25.05.2025

Freenet Shares Drop After Quarterly Figures: A Look at the Background

Introduction

Freenet’s shares experienced a significant decline following the release of their quarterly figures for the first quarter of 2025. The price fell by about 14 percent to €30.34, indicating disappointment among investors, despite the company delivering stable results and confirming its forecasts for the entire year.

Quarterly Figures and Financial Data

  • Adjusted EBITDA: Freenet achieved an adjusted EBITDA of €126.1 million in the first quarter of 2025, which is slightly below the previous year’s figure of €127.1 million.
  • Revenue: Group revenue increased by 1.7 percent to €604.4 million, marking a slight rise from the previous year’s value of €594.5 million.
  • Free Cash Flow: Free cash flow increased slightly from €74.5 million to €75.8 million, attributed to improved net working capital.
  • Mobile Segment: In the mobile segment, Freenet achieved an adjusted EBITDA of €103.4 million, which is slightly below the previous year’s figure of €104.1 million. Despite an increase in customer numbers, service revenues fell slightly, attributed to a shift towards cheaper rates in the discount sector.

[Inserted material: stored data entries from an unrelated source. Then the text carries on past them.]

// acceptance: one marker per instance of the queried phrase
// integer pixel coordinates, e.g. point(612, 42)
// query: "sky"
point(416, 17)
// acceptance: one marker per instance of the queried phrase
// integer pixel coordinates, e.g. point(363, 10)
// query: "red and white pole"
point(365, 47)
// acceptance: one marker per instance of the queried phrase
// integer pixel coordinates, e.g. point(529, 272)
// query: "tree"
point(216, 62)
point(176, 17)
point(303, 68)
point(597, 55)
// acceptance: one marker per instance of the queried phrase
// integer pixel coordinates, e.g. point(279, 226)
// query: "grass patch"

Market Reaction and Impacts

The disappointment among investors arises not from the absolute figures, but rather from expectations that were not fully met. The price drop has significant implications for market sentiment and is highly relevant for private investors as it influences the perception of the company and its future development.

Forecast and Future Outlook

Freenet has confirmed its forecast for the entire year of 2025, expecting an adjusted EBITDA between €520 and €540 million, exceeding the previous year’s figure of €503.1 million. This forecast could, in the long term, restore investor confidence, provided that the company meets its targets.

Overall, it is evident that while Freenet delivered stable results, it did not completely meet investor expectations, leading to a significant price drop. The future development will largely depend on the company’s ability to meet its forecasts and restore investor satisfaction.